Mapping derived labels

The following example creates a mapping derived label called cluster, which gets its values from the source label kubernetes_cluster if a metric matches the glob __name__:grpc_*. Similarly, it also gets its values from the source label k8s_cluster if a metric matches the glob __name__:http_*.

api_version: v1/config
kind: DerivedLabel
spec:
  name: cluster mapping label
  slug: cluster-mapping-label
  label_name: cluster
  description: this is a mapping label for cluster
  metric_label:
    mapping_label:
      name_mappings:
        - filters:
            - name: __name__
              value_glob: grpc_*
          source_label: kubernetes_cluster
        - filters:
            - name: __name__
              value_glob: http_*
          source_label: k8s_cluster

Usage

If you query http_requests_total{cluster="production"}, the resulting time series is: {__name__="http_requests_total", cluster="production", k8s_cluster="production", method="get", instance="auth-1a2-b3c4"}.

If you query grpc_requests_total{cluster="canary"}, the resulting time series is: {__name__="grpc_requests_total", cluster="canary", kubernetes_cluster="canary", method="put", instance="auth-3g8-kl9m"}

Constructed derived labels

As an example, you might want to query each of these metrics by the service which the HTTP requests and gRPC requests originated from. However there's no service label, but there is an instance label that has the name of the server instance the requests came originated from.

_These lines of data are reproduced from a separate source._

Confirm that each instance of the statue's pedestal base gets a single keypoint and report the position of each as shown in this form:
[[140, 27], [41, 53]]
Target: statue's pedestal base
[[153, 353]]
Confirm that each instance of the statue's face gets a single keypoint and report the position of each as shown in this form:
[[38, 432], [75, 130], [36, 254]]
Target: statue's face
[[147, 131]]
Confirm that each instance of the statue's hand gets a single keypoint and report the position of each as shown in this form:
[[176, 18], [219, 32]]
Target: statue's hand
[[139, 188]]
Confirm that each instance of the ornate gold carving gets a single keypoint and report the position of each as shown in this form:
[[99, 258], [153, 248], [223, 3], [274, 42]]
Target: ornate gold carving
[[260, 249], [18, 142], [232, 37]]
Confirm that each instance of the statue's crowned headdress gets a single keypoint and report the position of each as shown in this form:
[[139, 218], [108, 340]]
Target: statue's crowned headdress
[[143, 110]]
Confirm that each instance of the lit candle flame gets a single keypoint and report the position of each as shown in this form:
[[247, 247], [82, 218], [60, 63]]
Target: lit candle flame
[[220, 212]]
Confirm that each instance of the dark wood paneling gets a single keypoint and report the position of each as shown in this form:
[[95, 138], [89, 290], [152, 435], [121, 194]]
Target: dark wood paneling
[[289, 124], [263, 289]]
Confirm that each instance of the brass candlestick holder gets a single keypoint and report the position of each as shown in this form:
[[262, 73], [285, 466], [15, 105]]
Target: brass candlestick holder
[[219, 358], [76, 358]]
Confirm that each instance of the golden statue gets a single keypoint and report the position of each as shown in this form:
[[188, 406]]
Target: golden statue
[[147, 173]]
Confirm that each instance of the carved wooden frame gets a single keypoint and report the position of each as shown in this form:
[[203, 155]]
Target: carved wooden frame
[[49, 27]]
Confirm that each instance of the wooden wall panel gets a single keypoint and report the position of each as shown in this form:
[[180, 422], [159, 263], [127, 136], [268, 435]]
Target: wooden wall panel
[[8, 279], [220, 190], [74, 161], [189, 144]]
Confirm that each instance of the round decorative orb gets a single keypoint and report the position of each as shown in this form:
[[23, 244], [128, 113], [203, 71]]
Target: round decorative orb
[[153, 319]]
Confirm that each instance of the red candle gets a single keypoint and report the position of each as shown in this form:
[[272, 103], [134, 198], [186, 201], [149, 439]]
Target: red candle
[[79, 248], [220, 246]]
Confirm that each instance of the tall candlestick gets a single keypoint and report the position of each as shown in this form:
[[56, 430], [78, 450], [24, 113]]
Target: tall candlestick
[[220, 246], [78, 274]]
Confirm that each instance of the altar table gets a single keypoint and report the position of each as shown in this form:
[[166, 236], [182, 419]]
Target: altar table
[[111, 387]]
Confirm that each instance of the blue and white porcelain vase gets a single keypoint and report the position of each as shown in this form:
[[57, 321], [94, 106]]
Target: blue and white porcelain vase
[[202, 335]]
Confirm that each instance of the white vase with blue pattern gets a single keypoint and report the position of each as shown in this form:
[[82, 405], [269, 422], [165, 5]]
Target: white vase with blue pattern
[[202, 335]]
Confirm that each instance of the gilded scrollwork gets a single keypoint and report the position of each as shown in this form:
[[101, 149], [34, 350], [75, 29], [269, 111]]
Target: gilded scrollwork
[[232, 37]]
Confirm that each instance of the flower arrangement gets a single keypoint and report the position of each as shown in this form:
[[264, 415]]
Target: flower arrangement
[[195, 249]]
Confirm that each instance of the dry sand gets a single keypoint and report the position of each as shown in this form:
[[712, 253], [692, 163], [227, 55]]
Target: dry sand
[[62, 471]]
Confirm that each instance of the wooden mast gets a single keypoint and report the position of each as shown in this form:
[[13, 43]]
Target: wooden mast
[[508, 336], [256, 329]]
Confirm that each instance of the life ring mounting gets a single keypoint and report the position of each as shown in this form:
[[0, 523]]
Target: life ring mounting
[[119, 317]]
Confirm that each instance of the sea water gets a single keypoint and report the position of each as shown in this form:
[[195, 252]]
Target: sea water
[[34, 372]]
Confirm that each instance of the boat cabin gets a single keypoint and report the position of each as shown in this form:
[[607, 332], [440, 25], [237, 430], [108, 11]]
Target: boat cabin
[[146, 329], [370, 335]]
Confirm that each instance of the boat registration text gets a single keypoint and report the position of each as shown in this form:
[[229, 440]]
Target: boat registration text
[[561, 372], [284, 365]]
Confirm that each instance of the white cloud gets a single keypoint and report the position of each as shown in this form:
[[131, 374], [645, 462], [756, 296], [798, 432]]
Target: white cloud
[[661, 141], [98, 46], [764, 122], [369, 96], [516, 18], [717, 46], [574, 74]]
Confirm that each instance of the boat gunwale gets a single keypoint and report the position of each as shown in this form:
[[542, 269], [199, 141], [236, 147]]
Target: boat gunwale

This example creates a constructed derived label called service for a metric if the metric matches the glob instance:auth-*, with service label with the value auth. Similarly, it creates the label service for a metric if this metric matches the glob instance:gateway-*, and this service label has the value gateway.

api_version: v1/config
kind: DerivedLabel
spec:
  name: Service constructed label
  slug: service-constructed-label
  label_name: service
  description: this is a constructed derived label for service
  metric_label:
    constructed_label:
      value_definitions:
      - value: auth
          filters:
            - name: instance
              value_glob: auth-*
        - value: gateway
          filters:
            - name: instance
              value_glob: gateway-*

Usage

If you query http_requests_total{service="auth"}, the resulting time series is: {__name__="http_requests_total", k8s_cluster="production", method="get", instance="auth-1a2-b3c4", service="auth"}.

If you query grpc_requests_total{service="gateway"}, the resulting time series is: {__name__="grpc_requests_total", kubernetes_cluster="production", method="get", instance="gateway-0h8-6m2f", service="gateway"}.

Value mapping for a label that's both physical and derived

There can be situations where a derived label definition includes a label name that already exists on a metric.

If there's an existing metric label with the same name as the derived label:

  • If existing_label_policy = KEEP, the label that already exists on the metric is used instead of the derived label.
  • If existing_label_policy = OVERRIDE, the derived label is used instead of the label that already exists on the metric.
  • If existing_label_policy isn't explicitly set, Chronosphere defaults to the KEEP behavior.